Saied has urged Tunisians to back the proposal, despite electoral standards requiring that he remain neutral. The vote will be supervised by the Independent High Authority for Elections, whose members he appointed.
Magistrate Ahmed Souab, the constitution represents a “danger for democracy” because it does not guarantee a clear balance of powers and gives more prerogatives to Saied than those held by previous Tunisian strongmen.
Numerous civil society groups have rejected the new constitution. The Tunisian non-governmental group Al Bawsala says the new constitution would lead to a monopolization of power that would threaten every citizen’s rights and freedoms.

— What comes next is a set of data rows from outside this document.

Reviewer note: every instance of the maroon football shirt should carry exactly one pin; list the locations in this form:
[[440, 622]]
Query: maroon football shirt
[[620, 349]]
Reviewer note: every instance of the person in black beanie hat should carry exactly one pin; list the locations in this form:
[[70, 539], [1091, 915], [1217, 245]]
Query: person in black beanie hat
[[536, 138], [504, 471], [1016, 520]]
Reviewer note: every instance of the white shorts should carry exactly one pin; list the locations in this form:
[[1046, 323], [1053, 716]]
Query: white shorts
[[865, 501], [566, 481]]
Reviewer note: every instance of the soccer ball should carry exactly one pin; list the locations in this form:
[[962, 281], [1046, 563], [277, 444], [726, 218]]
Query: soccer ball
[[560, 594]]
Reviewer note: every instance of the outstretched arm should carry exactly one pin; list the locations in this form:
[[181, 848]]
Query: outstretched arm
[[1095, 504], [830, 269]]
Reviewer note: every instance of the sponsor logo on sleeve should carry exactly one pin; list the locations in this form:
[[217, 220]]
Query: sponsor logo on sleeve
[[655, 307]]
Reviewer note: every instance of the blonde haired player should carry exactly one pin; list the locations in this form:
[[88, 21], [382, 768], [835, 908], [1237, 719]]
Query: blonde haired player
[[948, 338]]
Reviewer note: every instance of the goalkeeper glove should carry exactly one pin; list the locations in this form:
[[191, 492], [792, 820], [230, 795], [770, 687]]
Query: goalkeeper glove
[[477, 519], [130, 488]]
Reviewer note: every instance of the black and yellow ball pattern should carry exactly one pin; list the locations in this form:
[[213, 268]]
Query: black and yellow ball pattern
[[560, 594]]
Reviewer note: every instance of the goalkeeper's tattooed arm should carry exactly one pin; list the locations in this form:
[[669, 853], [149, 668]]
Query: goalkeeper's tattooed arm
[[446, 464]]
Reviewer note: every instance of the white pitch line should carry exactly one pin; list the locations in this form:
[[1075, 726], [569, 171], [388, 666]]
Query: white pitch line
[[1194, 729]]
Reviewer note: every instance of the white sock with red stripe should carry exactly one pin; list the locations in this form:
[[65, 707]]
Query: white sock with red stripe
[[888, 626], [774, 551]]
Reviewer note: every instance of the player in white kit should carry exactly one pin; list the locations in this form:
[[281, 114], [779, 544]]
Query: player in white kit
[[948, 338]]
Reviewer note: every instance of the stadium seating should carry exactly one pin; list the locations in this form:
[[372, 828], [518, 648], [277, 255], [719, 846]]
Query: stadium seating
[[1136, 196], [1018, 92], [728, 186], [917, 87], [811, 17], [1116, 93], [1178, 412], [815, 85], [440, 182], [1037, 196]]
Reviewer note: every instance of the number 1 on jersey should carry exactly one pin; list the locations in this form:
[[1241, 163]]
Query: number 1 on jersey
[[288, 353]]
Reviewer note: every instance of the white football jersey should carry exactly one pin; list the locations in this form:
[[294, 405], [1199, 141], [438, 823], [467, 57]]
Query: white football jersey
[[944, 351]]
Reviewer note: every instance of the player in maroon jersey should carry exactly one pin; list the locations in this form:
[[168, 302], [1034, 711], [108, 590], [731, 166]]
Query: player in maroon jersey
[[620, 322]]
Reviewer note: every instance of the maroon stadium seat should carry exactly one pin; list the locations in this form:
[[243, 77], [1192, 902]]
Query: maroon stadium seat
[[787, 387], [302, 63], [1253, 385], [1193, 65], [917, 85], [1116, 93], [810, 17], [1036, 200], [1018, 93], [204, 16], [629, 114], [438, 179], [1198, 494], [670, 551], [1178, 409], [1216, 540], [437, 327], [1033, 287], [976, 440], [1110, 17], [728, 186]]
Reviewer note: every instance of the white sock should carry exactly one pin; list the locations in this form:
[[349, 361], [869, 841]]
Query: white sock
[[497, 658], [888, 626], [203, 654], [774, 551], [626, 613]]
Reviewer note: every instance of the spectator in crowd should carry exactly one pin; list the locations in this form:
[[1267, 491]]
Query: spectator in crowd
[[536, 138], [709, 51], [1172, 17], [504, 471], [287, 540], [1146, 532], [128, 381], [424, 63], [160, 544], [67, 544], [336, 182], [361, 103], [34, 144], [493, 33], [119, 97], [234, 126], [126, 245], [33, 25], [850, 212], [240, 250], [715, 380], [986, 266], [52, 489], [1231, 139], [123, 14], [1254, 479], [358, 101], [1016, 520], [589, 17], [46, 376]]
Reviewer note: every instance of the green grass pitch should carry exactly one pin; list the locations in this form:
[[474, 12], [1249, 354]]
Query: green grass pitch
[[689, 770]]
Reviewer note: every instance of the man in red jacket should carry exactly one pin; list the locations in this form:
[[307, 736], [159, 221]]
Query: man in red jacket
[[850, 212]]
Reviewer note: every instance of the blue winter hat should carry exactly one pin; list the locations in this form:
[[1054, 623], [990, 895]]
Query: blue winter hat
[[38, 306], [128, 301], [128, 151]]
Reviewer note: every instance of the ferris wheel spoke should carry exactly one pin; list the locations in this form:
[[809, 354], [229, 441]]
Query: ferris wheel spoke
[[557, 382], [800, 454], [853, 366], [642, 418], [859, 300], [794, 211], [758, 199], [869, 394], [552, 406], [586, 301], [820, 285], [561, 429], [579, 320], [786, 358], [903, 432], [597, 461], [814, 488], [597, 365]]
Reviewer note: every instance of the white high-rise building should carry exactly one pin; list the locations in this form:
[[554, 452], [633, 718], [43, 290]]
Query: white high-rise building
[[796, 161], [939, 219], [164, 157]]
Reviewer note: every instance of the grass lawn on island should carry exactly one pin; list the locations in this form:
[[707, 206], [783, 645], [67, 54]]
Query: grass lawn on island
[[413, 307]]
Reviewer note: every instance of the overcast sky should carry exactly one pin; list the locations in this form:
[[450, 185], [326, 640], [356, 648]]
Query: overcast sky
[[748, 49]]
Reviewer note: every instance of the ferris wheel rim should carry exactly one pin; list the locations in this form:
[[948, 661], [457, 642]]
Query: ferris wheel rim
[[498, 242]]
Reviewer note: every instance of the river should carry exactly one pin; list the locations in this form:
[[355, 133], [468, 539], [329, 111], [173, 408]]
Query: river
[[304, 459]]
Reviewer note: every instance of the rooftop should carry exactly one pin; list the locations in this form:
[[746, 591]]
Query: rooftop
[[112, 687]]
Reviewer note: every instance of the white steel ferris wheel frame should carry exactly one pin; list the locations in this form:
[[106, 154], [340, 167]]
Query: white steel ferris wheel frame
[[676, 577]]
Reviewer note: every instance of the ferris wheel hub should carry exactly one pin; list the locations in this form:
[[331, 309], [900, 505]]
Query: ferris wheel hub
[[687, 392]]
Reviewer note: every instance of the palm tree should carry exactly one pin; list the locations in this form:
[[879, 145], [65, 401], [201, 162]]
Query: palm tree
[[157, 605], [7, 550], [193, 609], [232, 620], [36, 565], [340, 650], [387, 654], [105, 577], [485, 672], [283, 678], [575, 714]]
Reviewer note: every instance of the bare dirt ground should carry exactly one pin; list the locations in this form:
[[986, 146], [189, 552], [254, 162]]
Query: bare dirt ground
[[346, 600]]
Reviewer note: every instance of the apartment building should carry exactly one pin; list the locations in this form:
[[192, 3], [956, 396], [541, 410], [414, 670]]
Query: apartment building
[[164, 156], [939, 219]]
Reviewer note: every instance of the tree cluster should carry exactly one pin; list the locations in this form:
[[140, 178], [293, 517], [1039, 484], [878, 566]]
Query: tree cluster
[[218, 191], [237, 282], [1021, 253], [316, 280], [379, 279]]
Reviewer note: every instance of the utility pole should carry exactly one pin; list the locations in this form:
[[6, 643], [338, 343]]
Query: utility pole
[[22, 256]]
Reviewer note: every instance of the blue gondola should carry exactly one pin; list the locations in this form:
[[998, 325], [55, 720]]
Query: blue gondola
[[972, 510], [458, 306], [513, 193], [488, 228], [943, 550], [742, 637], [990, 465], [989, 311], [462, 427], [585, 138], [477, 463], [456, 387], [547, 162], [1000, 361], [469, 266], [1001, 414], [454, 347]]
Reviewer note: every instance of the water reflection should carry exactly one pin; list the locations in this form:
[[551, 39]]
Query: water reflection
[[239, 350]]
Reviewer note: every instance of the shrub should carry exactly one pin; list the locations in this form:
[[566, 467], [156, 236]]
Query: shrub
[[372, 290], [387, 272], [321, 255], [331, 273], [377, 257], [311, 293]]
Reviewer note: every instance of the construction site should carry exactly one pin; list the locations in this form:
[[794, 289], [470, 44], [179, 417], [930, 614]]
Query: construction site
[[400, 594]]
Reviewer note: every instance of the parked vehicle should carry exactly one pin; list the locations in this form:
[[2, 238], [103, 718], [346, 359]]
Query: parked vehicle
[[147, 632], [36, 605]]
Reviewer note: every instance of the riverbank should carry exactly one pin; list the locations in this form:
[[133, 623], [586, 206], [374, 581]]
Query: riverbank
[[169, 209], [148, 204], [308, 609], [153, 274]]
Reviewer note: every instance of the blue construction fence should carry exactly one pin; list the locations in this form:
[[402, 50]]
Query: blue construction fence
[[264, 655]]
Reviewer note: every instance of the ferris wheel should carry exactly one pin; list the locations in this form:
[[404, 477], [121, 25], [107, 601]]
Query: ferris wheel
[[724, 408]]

Benzid believes Saied is relying on the widespread discontent caused by the mismanagement of public affairs in the decade since Tunisia’s revolution.
The proposed constitution has split Tunisia’s opposition. Only one party, Afek Tounes, has said it will vote against the proposal. Most political parties, including Tunisia’s influential Islamist party Ennahdha, say they plan to boycott Monday’s referendum so as not to legitimize the process.
“We refuse to go to the funeral of democracy,” said Republican Party leader Issam Chebbi, adding that he considers “the absolute personal power” that Saied wants to grant himself “worse than that of Ben Ali.”
Tunisian activist Henda Fellah tweeted Sunday that she had decided to boycott the vote, saying the text is built on a flawed foundation and that its violations of electoral law were “countless.”
“This would be the first time I’m not voting since 2011,” Fellah said.
Many observers expect low voter turnout for the referendum, highlighting Tunisians’ disenchantment with politics and their daily struggles coping with rising inflation.
The preliminary results are expected to be announced by Wednesday, with a final result on Aug. 28.